Why A NAS With RAID Is Cool

A Synology 412+ Network Attached Storage device (NAS) holds all of the my file-based music, i.e. all of the downloads I’ve purchased and all the CDs I’ve purchased and ripped. Like any library, that represents a significant investment in $ and time. The 412+ has four drive bays which I’ve loaded with four Western Digital 2TB hard disk drives (HDD). I have the NAS configured as a RAID array using Synology’s Hyrbid RAID with 1 disk-failure fault tolerance. Sounds cool, right?

I know, this stuff can sound drier than Grape Nuts (GN) cereal but here’s the cool part—last Saturday my Synology 412+ NAS started beeping (I have it set to do that). I logged into Synology’s browser-based Diskstation Manager software and quickly learned that one of my Western Digital drives had failed. Crap! That is so not cool. But…

…Since this failed drive was part of a RAID array with 1 disk-failure fault tolerance, it was as if nothing happened beyond the beep. I could still access and play all of my music. Needless to say, if I was using a a single drive and it failed, and I didn’t have a backup, I could be in big big trouble depending on the type of drive failure. I once had a HDD experience a mechanical failure which meant the data on the drive was not recoverable. It was gone forever (I had a backup but it was partial because the disk failed during a backup which corrupted the backup).
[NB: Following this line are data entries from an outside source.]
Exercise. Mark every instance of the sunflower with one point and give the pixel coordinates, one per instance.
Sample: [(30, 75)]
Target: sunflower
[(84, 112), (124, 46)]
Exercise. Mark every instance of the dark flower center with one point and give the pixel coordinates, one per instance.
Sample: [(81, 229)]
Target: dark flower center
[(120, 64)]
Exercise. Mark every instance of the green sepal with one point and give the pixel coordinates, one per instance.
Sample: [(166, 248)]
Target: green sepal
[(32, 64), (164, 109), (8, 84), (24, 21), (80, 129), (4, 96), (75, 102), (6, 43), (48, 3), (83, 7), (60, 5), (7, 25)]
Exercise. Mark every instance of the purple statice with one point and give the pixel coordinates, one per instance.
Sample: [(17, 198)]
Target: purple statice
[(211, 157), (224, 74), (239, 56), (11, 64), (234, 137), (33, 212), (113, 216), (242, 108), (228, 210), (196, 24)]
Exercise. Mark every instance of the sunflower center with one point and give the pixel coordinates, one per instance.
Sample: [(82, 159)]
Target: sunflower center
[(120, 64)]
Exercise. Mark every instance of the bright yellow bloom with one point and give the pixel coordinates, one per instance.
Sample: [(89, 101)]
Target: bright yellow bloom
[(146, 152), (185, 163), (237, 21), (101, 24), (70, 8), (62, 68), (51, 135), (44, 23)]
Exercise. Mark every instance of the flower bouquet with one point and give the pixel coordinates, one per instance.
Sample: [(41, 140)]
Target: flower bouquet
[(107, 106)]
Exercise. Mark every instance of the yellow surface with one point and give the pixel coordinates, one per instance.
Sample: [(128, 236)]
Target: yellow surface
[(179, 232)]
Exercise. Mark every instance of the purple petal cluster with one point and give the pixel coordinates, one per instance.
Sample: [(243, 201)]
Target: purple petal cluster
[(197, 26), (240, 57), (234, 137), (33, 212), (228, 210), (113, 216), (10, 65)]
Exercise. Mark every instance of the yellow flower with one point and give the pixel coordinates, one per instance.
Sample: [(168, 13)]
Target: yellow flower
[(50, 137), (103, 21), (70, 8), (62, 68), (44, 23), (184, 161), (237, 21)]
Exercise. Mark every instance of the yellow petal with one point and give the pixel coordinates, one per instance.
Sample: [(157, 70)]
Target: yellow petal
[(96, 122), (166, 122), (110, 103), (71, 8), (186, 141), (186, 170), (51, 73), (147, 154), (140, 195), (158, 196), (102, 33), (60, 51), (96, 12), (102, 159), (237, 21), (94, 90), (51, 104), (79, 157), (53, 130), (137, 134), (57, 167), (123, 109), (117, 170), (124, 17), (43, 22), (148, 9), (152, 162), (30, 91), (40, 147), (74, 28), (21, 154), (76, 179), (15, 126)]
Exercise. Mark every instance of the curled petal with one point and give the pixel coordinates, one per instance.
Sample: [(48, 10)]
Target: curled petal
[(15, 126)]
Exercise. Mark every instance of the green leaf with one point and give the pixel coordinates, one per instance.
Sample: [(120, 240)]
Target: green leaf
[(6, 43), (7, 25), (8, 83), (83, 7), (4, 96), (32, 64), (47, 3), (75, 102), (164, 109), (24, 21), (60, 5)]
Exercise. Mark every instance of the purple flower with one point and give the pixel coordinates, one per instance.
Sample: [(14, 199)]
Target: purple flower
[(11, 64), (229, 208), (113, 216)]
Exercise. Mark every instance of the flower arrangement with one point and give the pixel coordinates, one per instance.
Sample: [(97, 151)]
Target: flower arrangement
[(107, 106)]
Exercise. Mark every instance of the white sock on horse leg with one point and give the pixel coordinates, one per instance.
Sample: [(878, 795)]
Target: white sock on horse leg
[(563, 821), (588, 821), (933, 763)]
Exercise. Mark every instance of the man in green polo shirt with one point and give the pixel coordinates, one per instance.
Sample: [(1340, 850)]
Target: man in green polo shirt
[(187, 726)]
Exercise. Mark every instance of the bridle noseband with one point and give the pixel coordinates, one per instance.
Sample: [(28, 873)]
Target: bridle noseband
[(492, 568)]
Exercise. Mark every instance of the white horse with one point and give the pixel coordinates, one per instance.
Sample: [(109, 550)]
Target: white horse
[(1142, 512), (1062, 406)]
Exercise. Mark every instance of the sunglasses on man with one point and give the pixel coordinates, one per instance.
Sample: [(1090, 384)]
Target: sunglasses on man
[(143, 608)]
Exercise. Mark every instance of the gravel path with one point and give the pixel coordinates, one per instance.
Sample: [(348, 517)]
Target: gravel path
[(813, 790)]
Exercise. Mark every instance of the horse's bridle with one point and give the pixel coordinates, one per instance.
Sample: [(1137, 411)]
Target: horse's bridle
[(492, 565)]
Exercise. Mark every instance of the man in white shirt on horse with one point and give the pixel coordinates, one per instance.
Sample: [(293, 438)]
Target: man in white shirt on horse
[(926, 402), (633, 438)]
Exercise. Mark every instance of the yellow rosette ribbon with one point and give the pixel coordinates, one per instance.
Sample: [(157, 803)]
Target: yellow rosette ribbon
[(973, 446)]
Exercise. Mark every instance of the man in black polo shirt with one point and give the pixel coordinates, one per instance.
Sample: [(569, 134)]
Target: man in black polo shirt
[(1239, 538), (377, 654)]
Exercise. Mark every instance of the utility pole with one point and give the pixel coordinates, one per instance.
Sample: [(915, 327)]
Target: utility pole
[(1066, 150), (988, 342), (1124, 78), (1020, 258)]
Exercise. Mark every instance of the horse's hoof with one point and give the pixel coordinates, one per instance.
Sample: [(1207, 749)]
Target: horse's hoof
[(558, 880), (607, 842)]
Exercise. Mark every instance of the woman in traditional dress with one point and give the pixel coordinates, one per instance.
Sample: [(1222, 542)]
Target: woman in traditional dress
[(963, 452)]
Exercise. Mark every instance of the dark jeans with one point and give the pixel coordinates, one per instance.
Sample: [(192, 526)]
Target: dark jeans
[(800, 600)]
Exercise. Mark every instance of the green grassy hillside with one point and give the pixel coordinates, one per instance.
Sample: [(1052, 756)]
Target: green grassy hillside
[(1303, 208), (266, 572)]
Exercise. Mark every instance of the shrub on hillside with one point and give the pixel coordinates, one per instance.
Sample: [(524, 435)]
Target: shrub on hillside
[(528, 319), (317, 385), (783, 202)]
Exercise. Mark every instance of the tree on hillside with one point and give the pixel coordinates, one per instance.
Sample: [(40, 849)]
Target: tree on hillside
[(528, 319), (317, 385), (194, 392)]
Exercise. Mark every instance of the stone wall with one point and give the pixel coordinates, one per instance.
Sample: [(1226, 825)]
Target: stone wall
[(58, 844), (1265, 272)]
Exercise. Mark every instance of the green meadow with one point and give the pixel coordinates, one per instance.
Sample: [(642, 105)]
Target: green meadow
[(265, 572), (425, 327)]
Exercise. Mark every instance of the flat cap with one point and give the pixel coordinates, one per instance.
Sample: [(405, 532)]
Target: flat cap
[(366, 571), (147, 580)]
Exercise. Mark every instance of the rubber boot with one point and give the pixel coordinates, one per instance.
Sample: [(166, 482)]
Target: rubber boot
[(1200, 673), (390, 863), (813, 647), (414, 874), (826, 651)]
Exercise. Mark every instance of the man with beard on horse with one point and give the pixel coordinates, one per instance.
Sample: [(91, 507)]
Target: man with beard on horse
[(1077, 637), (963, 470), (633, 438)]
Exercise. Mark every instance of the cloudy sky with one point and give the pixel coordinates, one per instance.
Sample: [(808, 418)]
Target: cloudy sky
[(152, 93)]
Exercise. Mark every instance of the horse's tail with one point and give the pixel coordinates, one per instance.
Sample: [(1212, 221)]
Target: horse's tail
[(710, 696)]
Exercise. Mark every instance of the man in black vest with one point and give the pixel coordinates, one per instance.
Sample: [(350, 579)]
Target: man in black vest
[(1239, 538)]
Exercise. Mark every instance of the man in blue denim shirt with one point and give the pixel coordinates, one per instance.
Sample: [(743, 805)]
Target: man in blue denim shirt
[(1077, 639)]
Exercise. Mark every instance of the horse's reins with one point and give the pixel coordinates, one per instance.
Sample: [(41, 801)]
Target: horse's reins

To fix my NAS, I just purchased another 2TB Western Digital drive from Amazon and slapped it into the slot where the failed drive lived. That took all of a minute. I then ran the Repair utility in Diskstation Manager which adds the new HDD to the RAID array thus becoming part of the family that stores and protects my investment in music.

The moral of the story—if you own or plan to buy a lot of downloads and/or rip CDs, you’ll want to seriously consider buying a NAS (from Synology or QNAP) and setting it up as a RAID array with fault tolerance for drive failure. I also highly recommend adding external backup, I use a USB drive directly attached to the Synology, as a true backup.